Por todo ello, ante tantas dificultades y recorridos penosos, a mediados del siglo XVIII, se comenzó a pensar en soluciones urbanísticas para salvar este enorme desnivel. La falta de financiación, como casi siempre, desdibujó cualquier intento. Algo que se repitió también con José Bonaparte en el Gobierno de España. Su empeño en abrir la ciudad, tirar iglesias y callejas para abrir plazas también alcanzó a este espacio. Aunque, una vez más, la falta de financiación truncó toda intervención.
A finales del siglo XIX se retomó con fuerza aquella idea, al tiempo que se acometía una reforma general de la calle de Bailén, consistente en la creación de una gran avenida que uniese los conjuntos monumentales del Palacio Real y de la Basílica de San Francisco el Grande. El urbanismo moderno se abría paso.

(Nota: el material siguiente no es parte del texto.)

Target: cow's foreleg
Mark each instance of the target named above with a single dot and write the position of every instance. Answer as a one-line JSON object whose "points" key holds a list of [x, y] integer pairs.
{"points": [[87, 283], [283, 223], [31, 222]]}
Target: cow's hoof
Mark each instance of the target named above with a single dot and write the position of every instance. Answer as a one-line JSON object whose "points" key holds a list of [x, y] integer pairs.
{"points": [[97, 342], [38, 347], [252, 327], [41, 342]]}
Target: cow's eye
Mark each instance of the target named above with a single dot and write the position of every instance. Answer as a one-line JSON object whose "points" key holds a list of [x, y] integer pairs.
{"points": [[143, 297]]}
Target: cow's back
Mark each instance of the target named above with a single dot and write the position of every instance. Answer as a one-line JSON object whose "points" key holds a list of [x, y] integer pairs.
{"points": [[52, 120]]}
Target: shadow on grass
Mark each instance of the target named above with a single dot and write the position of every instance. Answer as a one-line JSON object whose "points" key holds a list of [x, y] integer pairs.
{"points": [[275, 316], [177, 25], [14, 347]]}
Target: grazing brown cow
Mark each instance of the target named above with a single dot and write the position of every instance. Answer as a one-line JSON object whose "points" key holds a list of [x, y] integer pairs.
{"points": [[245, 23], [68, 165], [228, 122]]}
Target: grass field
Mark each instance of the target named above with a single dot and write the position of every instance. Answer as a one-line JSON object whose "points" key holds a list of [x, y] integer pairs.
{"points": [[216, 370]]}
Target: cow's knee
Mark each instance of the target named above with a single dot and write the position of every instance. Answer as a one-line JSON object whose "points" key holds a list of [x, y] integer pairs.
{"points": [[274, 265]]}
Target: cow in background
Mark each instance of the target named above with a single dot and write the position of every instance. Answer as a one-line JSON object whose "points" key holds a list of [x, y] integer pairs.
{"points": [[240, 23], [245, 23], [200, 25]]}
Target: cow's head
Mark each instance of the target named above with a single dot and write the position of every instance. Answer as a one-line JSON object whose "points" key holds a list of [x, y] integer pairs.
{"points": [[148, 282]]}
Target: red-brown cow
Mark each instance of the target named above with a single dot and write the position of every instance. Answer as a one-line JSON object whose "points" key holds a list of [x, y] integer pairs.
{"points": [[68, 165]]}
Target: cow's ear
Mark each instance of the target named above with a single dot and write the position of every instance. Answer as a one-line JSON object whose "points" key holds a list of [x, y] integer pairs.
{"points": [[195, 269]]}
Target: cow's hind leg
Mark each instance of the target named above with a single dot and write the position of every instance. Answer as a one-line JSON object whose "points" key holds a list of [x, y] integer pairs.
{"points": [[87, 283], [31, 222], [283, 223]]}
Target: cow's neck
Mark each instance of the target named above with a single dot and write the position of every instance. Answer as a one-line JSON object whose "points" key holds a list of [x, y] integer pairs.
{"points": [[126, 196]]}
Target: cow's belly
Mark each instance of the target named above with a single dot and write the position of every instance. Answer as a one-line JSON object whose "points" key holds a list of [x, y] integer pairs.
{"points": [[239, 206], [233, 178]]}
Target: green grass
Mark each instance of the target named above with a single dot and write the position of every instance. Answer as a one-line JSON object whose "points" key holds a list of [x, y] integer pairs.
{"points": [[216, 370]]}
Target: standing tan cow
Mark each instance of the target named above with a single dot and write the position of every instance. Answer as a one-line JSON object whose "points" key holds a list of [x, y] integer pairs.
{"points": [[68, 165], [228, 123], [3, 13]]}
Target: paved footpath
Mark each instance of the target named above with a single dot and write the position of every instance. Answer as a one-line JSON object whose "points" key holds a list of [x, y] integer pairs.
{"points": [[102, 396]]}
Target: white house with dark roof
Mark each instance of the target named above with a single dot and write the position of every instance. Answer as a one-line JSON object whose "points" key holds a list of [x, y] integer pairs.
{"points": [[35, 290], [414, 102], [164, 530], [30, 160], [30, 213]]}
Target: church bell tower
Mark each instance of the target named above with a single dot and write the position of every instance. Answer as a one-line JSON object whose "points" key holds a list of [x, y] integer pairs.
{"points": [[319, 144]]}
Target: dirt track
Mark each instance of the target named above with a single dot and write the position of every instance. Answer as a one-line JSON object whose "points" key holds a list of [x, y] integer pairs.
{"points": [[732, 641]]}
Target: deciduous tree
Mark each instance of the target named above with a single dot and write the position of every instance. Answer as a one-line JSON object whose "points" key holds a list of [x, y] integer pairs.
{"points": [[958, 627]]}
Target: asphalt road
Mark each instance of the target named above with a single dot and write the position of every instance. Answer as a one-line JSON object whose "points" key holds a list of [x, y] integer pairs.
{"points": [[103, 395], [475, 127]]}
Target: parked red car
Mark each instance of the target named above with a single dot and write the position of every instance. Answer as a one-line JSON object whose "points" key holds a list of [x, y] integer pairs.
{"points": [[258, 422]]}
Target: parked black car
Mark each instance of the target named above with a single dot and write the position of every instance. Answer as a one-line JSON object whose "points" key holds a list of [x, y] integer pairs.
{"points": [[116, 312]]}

El puente fue inaugurado el 13 de octubre de 1874, y tras una vida útil de menos de cincuenta años, ya se comenzó a pensar en levantar otro viaducto debido a su mal estado de conservación. El primitivo viaducto de hierro y madera fue derribado finalmente en 1932, después de haberse realizado en él varias obras de rehabilitación con poco éxito.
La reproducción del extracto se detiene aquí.